Modernism v. Postmodernism

Very broadly (and from my perspective), modernism holds the belief that truth is absolute and it is found through rationality, logic, and physical evidence alone.  It transcends time, culture, race, and location.  What is true one place is true everywhere for all time, regardless of context.  Postmodernism holds the belief that all of life, including the pursuit of truth, is contextualized.  There is no truth that is not colored by culture, time, race, location, even personality and personal experience.  To be blind to context will naturally compromise the pursuit of truth.  Some would say there is no truth outside of experience.  

I believe that both of these perspectives are true.  And there is the paradox.  I do believe that there is truth outside of human experience and context.  But I also believe that there is no way to know or access that truth divorced from human experience.  I also believe that it is not possible to divorce thinking from feeling and being.  Even thinking and rationality are bound to context.

The Modern Missionary Paradigm

When I was a teen in history class learning about the conquest of the Americas, the line that is seared into my memory is that the conquistadors brought with them three things.  They brought with them "gold, guns, and God”.  This is a direct quote from my history teacher.  Each of these three served the purposes of the others in ways that those who brought them did not themselves always see.  Even those missionaries who brought God with them lent their authority to the gold and guns as well.  The fruits of this were messy to say the least.

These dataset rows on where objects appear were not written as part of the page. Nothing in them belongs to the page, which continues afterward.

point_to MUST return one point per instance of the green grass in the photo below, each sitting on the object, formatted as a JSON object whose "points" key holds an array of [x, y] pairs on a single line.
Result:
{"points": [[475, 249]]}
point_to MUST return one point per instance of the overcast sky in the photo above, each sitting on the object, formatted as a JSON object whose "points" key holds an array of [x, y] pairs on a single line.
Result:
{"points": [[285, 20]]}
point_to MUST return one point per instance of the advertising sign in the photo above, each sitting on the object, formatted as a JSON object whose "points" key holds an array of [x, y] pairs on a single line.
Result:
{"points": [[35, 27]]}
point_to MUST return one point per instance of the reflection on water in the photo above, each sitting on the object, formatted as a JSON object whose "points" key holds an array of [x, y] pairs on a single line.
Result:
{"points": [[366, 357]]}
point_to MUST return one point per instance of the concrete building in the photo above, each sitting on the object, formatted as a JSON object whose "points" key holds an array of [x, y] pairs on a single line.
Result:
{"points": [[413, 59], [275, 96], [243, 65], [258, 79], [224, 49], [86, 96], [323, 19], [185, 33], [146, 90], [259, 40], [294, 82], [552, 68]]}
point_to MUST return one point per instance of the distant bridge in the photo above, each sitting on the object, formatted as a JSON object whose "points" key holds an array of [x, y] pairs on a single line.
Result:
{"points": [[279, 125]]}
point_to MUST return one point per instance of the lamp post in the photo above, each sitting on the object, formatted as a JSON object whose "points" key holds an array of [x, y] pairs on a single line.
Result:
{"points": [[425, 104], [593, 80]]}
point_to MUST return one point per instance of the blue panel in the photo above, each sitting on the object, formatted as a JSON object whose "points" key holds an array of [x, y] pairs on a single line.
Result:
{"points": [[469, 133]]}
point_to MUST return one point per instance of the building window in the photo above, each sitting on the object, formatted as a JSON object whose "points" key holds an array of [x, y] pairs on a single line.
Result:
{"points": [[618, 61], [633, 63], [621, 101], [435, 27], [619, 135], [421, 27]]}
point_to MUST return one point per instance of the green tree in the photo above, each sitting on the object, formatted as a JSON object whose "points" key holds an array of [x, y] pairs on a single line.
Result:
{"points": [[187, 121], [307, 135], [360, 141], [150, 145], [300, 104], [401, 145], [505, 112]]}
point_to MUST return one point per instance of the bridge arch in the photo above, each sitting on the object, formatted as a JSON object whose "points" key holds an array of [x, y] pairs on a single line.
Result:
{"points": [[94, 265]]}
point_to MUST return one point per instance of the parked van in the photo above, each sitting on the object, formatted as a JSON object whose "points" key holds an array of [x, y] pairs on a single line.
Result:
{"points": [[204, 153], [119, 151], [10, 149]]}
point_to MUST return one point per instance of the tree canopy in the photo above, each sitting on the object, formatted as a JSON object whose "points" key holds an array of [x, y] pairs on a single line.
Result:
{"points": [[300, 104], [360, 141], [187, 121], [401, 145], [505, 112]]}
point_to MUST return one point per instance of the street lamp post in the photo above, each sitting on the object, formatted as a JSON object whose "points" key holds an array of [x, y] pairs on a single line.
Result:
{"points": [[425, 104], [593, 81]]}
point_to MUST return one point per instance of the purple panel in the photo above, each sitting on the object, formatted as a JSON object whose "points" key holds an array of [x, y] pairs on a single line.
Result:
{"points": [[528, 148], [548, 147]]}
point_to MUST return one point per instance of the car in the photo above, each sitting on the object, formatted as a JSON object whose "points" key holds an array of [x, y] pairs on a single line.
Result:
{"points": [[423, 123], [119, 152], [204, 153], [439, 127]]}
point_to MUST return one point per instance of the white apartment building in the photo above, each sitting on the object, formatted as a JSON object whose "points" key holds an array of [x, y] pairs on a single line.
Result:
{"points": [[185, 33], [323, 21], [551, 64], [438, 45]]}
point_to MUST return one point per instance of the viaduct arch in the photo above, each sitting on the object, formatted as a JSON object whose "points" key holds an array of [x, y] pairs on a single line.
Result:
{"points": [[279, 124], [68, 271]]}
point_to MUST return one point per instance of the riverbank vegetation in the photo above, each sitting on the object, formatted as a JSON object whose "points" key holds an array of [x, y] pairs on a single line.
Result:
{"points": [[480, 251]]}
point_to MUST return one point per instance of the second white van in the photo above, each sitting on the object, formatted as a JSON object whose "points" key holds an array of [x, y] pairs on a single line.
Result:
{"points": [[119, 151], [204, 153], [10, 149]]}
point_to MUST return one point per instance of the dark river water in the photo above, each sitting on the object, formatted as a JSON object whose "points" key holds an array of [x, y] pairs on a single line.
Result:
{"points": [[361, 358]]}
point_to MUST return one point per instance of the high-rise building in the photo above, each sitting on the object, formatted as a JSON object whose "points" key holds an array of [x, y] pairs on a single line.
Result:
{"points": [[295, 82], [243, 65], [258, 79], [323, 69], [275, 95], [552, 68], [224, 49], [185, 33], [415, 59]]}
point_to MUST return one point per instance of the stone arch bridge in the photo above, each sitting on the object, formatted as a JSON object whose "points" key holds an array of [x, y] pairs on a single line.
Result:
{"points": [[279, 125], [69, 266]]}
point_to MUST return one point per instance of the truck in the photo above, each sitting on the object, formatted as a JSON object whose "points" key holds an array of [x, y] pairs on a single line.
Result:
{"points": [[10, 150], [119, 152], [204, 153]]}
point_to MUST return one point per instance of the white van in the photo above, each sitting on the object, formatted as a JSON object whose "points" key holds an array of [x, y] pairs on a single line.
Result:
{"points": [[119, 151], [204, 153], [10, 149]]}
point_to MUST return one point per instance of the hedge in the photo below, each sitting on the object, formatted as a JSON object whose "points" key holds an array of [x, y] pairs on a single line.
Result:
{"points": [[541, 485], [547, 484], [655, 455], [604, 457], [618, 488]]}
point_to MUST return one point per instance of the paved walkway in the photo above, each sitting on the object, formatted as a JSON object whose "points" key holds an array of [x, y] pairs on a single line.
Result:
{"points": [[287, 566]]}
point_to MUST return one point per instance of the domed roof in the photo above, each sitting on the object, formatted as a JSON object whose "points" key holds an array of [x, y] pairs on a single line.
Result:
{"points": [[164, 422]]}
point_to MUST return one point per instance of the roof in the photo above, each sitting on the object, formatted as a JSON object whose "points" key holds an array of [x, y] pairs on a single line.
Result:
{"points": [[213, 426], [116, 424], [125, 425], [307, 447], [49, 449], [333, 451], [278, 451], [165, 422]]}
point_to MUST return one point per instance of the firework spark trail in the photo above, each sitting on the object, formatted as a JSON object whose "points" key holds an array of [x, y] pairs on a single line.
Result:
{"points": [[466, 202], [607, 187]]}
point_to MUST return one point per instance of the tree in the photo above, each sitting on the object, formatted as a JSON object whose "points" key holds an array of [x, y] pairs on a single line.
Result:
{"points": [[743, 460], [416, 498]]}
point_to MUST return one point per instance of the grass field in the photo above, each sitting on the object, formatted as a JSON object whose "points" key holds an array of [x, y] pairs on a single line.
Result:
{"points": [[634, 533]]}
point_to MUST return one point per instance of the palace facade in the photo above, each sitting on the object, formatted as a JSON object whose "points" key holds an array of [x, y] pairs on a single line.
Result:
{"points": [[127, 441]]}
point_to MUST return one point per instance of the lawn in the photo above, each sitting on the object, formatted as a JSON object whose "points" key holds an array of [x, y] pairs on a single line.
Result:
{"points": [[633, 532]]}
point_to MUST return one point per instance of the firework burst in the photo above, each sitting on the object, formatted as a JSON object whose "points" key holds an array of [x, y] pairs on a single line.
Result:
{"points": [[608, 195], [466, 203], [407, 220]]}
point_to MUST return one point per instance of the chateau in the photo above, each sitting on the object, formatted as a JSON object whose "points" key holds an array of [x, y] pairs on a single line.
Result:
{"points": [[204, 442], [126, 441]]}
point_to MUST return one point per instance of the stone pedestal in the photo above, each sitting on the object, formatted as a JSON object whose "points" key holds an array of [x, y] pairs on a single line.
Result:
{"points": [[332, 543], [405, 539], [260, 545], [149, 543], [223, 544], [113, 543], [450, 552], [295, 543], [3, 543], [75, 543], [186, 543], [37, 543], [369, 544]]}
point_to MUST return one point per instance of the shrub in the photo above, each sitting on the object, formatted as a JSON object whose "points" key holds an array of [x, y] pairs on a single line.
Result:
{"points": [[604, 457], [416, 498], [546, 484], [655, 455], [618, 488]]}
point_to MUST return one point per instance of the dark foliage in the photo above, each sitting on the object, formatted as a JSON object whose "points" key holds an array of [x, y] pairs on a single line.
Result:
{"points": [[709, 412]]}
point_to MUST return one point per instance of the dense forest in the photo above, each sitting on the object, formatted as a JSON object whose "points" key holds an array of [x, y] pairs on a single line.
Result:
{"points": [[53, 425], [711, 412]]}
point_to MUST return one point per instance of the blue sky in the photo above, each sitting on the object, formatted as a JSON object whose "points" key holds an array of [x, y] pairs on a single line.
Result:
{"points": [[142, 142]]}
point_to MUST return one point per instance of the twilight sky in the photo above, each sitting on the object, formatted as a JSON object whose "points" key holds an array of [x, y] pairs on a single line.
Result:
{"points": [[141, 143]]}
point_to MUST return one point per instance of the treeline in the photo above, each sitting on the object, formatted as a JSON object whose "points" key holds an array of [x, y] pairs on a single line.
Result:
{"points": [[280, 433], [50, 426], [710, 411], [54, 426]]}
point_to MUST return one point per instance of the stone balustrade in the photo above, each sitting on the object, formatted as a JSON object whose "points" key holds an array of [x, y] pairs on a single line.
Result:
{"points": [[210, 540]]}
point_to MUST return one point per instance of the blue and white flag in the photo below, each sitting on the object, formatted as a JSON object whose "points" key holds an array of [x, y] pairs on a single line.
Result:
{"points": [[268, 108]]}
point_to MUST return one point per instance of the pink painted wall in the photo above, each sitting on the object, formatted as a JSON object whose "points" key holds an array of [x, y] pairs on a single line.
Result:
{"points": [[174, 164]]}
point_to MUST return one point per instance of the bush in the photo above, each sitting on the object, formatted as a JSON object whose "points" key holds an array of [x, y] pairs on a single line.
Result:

Those responsible for bringing God to the people of the Americas (and the rest of the so called “global south”), I believe, did so in great earnest, with authentic desire to save souls and spread what they understood to be absolute truth across the world.  It was a moral imperative.  They believed that what they brought was truth outside of culture, time, race, and location.  It was truth bigger than context.  Unfortunately they did not see their own cultural assumptions and practices that were motivating them.  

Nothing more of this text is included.